Publisher: Kurti Publishing

A heavily detailed work of Christian eschatology.

In this debut, Sloan delves into the Old and New Testaments to paint a complicated picture of the workings of God in the world and the duties of the Christian faithful, as Earth heads toward the end times. Throughout the book, the author returns regularly to a concept that he dubs “GGTMF” (“Giving God the Big Middle Finger”)—the idea that people willfully choose to disregard God’s rules for living a good and righteous life.
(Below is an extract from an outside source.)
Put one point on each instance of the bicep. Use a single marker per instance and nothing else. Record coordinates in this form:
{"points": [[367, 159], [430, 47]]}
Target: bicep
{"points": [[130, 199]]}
He offers a wealth of detail while making his case. However, typographical and syntactical errors abound throughout the text (such as “Jesus remained silent in the presents [sic] of God”). Adding to the confusion is the work’s muddled millenarianism, which draws on a jumbled collection of works from Josephus to the Book of Revelation to support a worldview in which “God calls the predestined to Jesus Christ somewhere down life’s road; the foreordained are transformed by ‘The Indwelling of Holy Spirit.’ ” Some of the book’s specific assertions seem confused; Jesus doesn’t speak “to the dead in the religions in the synagogues of Satan” in Luke 4, for instance. Nor is it correct to state, regarding Daniel 7:26, that on “9 June AD 67 the court was opened and they destroyed #6 Emperors’ [sic] Nero’s dominion forever,” because Nero ruled until the year 68, and the Roman Empire stood for a further 400 years. The book’s most troubling assertions are that all Jews are marked for damnation and that God uses scourges like Adolf Hitler, Josef Stalin, and the Islamic State group to punish the wicked. Many Christian readers will also disagree with the book’s conception of a God who intentionally deceives people so that they may be forever tortured in a lake of fire.

A badly organized and frequently incoherent religious treatise.